Après une lecture à voix haute des différents poèmes (car quoi de mieux que d’entendre une langue pour s’en approprier la tonalité ?), chaque membre du groupe a pu choisir un texte à traduire. Avec une seule règle à respecter : ne pas se pencher sur une langue que l’on connaît ! Vous aviez fait de l’allemand au collège ? Un poème islandais vous fera le plus grand bien. Il vous reste quelques notions d’espagnol ? Laissez-vous séduire par un poème néerlandais.

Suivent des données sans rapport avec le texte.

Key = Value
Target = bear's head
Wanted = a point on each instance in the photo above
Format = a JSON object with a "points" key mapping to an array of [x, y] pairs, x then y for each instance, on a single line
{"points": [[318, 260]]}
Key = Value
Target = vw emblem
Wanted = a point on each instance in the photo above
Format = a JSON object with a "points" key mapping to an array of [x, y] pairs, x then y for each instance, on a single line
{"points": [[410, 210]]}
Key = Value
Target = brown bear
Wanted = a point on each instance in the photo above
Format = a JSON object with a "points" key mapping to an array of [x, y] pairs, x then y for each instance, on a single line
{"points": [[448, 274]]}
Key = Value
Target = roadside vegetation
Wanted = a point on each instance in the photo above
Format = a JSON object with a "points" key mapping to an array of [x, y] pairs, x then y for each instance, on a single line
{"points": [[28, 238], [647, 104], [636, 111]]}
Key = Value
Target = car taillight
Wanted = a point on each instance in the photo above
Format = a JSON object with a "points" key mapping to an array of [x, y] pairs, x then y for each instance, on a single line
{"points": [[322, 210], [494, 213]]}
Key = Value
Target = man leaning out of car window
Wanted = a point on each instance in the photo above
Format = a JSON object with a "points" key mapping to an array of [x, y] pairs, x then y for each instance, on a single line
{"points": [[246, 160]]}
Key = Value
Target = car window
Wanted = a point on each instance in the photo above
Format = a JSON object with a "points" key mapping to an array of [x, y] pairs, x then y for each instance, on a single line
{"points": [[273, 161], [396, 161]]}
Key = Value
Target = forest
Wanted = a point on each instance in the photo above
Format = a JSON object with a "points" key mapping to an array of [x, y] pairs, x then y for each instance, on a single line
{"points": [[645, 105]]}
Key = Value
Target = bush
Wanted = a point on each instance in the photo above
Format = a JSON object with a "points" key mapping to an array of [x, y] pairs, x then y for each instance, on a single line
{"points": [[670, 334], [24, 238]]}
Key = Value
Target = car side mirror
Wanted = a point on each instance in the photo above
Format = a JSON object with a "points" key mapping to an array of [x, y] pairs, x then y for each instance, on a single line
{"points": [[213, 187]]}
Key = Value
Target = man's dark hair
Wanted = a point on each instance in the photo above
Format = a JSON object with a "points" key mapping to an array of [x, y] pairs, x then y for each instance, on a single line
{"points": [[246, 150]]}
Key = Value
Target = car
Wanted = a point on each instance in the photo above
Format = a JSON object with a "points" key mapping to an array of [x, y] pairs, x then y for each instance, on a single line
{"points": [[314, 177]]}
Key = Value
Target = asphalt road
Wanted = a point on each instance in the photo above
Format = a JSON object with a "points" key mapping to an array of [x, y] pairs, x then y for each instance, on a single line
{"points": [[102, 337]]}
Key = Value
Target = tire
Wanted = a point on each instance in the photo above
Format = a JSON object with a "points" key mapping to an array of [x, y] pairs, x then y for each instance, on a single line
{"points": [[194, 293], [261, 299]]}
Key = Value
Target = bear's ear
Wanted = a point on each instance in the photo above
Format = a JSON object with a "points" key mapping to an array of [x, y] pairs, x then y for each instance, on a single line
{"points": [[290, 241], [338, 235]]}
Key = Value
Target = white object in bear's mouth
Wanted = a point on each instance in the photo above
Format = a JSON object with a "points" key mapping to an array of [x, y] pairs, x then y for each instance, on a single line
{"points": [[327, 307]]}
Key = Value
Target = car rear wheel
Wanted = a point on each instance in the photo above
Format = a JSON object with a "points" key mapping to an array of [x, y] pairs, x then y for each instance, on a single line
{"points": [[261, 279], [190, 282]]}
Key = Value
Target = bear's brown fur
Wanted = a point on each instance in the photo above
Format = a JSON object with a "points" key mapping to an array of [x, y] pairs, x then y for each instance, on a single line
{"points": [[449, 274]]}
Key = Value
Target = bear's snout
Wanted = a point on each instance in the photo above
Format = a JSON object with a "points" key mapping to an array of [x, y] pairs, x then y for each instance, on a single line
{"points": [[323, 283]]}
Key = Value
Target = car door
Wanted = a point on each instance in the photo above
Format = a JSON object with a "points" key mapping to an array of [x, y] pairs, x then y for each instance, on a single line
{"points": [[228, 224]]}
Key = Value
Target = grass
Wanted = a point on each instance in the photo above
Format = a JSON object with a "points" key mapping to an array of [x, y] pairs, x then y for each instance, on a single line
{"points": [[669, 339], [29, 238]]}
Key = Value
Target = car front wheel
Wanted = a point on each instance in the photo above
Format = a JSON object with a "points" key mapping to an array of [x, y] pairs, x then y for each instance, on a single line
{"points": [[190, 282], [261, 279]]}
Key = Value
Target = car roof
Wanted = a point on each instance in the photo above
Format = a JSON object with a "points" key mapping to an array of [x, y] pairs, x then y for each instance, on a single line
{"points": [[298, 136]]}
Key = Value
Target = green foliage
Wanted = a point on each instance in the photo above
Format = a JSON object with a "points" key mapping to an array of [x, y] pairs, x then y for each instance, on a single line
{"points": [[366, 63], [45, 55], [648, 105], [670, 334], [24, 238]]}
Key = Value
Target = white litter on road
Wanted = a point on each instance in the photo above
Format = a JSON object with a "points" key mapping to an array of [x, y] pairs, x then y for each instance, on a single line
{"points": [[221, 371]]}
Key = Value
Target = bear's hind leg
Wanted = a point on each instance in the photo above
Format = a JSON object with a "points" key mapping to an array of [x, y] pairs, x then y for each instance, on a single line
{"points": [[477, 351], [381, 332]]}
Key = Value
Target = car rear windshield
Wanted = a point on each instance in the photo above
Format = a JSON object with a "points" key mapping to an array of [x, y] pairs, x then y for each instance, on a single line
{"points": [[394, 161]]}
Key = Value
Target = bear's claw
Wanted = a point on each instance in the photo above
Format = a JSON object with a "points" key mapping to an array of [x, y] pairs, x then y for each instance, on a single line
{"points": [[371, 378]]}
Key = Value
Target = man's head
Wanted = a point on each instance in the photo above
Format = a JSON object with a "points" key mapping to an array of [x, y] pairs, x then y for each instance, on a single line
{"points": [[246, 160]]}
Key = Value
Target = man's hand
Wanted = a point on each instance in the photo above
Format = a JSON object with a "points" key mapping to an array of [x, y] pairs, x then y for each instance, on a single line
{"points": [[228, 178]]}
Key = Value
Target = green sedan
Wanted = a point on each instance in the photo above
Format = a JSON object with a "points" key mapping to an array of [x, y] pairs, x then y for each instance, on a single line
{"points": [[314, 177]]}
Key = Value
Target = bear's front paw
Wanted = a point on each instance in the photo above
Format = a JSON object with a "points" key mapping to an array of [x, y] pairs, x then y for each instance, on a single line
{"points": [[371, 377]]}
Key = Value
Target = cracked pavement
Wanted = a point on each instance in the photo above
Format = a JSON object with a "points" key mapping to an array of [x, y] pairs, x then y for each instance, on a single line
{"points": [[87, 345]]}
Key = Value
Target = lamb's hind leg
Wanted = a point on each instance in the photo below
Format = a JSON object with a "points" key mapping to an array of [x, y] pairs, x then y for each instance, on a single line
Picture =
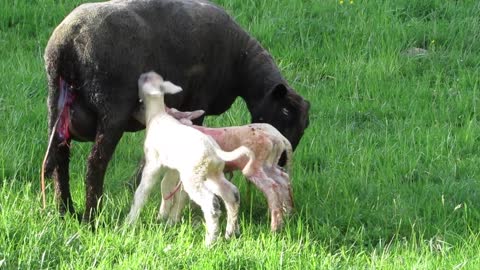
{"points": [[195, 187], [269, 188], [285, 190], [231, 197]]}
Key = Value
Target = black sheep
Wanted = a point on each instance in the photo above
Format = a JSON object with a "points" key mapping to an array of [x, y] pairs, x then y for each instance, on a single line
{"points": [[96, 55]]}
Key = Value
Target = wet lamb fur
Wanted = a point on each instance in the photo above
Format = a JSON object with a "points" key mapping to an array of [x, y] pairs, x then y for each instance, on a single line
{"points": [[193, 44], [172, 147], [267, 145]]}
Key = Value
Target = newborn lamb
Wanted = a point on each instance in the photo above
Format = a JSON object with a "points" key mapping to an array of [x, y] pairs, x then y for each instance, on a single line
{"points": [[171, 147], [267, 145]]}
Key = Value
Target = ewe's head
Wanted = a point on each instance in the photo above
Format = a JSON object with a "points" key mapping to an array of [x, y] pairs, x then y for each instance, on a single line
{"points": [[152, 84]]}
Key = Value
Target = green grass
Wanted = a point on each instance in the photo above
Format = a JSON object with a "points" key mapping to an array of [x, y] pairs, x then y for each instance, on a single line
{"points": [[386, 176]]}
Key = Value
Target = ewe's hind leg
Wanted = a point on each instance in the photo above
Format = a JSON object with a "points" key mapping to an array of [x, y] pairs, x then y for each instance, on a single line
{"points": [[61, 154], [149, 178], [195, 187], [231, 197]]}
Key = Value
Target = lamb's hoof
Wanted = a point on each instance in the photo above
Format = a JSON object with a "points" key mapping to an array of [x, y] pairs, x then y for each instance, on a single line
{"points": [[210, 241], [229, 234], [276, 224]]}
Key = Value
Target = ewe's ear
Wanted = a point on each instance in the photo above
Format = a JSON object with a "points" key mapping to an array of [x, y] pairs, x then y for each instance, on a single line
{"points": [[279, 91], [170, 88]]}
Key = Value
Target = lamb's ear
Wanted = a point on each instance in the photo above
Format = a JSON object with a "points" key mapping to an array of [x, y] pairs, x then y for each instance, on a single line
{"points": [[279, 91], [170, 88], [195, 114]]}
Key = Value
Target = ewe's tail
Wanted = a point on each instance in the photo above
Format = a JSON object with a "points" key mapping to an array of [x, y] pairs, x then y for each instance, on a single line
{"points": [[236, 154]]}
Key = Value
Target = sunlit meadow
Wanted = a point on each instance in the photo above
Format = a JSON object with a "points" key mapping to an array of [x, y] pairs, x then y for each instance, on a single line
{"points": [[386, 176]]}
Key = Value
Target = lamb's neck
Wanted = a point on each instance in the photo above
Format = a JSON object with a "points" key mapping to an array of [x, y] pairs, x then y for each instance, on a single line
{"points": [[154, 106]]}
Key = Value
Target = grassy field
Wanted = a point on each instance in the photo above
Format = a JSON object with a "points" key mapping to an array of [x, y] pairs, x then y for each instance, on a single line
{"points": [[385, 177]]}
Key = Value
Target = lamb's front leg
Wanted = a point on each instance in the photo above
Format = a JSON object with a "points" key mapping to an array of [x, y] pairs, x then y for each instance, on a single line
{"points": [[149, 178]]}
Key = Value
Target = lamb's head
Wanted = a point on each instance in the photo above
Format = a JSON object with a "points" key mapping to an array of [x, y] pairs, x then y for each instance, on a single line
{"points": [[151, 84]]}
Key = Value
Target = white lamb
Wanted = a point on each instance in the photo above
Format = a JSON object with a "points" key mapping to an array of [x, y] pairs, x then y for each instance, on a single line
{"points": [[172, 147]]}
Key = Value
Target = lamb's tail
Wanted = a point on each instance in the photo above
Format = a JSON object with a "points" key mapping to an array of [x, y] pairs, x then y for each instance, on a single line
{"points": [[289, 154], [236, 154]]}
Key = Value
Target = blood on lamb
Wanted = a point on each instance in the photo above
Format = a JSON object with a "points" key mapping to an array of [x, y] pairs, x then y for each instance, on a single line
{"points": [[171, 147]]}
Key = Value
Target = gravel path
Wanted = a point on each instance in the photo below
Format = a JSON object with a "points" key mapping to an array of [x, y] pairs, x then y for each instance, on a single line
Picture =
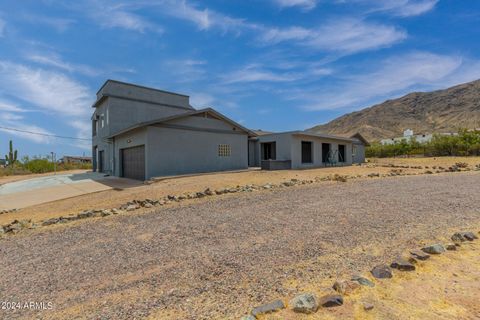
{"points": [[218, 258]]}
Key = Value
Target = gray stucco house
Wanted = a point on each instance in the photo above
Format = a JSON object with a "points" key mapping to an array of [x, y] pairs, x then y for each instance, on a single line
{"points": [[304, 149], [140, 133]]}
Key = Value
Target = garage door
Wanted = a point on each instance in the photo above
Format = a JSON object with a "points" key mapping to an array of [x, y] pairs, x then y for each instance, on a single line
{"points": [[133, 163]]}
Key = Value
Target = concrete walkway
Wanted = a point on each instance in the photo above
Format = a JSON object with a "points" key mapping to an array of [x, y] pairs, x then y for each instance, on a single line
{"points": [[25, 193]]}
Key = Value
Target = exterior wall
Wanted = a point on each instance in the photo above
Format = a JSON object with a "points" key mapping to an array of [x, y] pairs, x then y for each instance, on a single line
{"points": [[125, 106], [317, 151], [172, 151], [134, 92], [360, 154], [130, 139], [283, 142], [100, 142], [289, 147]]}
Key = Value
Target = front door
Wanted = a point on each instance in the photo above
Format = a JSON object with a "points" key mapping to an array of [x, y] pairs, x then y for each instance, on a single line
{"points": [[101, 161]]}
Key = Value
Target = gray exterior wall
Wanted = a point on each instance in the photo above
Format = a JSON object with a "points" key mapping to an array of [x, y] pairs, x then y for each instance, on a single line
{"points": [[359, 156], [289, 147], [130, 139], [317, 151], [188, 145], [121, 106]]}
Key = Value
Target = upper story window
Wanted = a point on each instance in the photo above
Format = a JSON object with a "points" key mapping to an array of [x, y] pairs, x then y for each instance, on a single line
{"points": [[224, 150]]}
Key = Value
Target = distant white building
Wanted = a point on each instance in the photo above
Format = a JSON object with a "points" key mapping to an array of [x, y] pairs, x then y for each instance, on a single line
{"points": [[408, 135]]}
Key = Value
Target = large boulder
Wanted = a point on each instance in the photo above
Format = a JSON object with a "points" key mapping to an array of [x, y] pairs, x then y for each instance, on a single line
{"points": [[419, 254], [331, 300], [268, 308], [345, 287], [402, 265], [434, 249], [304, 303], [363, 281], [382, 272]]}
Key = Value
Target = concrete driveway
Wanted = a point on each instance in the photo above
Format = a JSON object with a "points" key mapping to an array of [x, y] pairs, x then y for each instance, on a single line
{"points": [[25, 193]]}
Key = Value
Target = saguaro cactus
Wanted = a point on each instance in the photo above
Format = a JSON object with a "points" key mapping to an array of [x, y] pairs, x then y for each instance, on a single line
{"points": [[11, 157]]}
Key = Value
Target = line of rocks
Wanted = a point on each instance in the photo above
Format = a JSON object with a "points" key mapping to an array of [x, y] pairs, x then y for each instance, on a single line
{"points": [[16, 226], [309, 302]]}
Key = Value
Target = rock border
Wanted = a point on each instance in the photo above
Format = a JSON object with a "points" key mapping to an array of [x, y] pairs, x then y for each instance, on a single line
{"points": [[18, 225], [308, 303]]}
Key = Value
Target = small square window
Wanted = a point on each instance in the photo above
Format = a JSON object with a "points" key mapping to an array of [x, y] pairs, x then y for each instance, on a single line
{"points": [[224, 150]]}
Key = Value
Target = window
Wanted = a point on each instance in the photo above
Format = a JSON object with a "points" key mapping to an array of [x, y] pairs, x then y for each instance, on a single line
{"points": [[224, 150], [307, 152]]}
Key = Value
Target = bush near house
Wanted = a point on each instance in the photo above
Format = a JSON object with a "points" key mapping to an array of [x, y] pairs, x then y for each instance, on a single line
{"points": [[466, 143], [40, 165]]}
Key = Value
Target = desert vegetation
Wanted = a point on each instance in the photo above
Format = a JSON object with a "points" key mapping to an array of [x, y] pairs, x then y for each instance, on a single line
{"points": [[466, 143], [36, 164]]}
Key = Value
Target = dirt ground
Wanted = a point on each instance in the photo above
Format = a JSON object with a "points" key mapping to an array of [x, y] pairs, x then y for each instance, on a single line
{"points": [[115, 198], [218, 257], [444, 287], [13, 178]]}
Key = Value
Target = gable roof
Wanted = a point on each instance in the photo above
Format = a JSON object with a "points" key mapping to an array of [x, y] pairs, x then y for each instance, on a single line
{"points": [[361, 138], [183, 115], [310, 134]]}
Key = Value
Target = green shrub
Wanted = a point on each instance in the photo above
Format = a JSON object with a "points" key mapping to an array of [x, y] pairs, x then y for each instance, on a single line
{"points": [[38, 165], [466, 143]]}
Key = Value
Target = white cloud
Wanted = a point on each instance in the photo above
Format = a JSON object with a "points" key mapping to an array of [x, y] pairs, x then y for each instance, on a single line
{"points": [[201, 100], [10, 107], [304, 4], [407, 8], [255, 73], [346, 36], [59, 24], [50, 91], [402, 8], [11, 120], [114, 15], [204, 19], [394, 76], [275, 35], [56, 61], [62, 98]]}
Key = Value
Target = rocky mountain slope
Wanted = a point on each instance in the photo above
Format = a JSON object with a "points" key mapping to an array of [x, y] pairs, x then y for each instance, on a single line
{"points": [[424, 112]]}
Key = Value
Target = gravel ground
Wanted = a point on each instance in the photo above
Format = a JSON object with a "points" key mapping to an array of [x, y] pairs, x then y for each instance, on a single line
{"points": [[218, 258]]}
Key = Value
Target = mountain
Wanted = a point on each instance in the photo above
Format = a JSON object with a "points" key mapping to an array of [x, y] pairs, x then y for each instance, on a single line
{"points": [[423, 112]]}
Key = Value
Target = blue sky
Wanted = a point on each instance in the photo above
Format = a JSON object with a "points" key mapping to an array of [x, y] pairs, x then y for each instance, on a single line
{"points": [[270, 64]]}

Dans une ambiance chaleureuse et décontractée, les différents participants se sont creusés les méninges pour tenter de découvrir la signification de ces mots inconnus afin de recréer leur propre poème. Samantha Barendson a orienté, aiguillé, donné un coup de pouce quand ça coinçait ; mais surtout, elle a prêté l’oreille à vos créations. Car là était le but de cet atelier : partir d’une langue inconnue, tenter de se l’approprier et la tourner pour en faire un nouveau poème.
Si les poèmes espagnols et italiens n’ont pas été traduits à la lettre, quelques traces de leur signification originale ont tout de même subsisté. En revanche, les poèmes turcs et lituaniens se sont révélés être une tâche plus corsée. Le défi a cependant été relevé par une poignée de participants ayant choisi de mettre en commun leurs idées, pour finalement arriver à quelques mots de poésie, en français.
Après quoi, les différentes versions traduites ont été confrontées entre elles et à la traduction officielle, délivrée par la poète.
Et pour finir la soirée, Samantha Barendson a proposé aux participants un nouvel exercice : un cadavre exquis de traduction. À partir de ses propres poèmes (dont un inédit !), la poète a invité le public à traduire son poème en anglais ou en espagnol, vers après vers, chaque personne s’attelant à une ligne puis le passant à son voisin. Et si vous ne parliez que français ? Alors vous complétiez les vers de Samantha pour faire naître un second poème.
Un premier atelier sous le signe du partage et de la complicité, de bon augure pour la suite de ce Tremplin.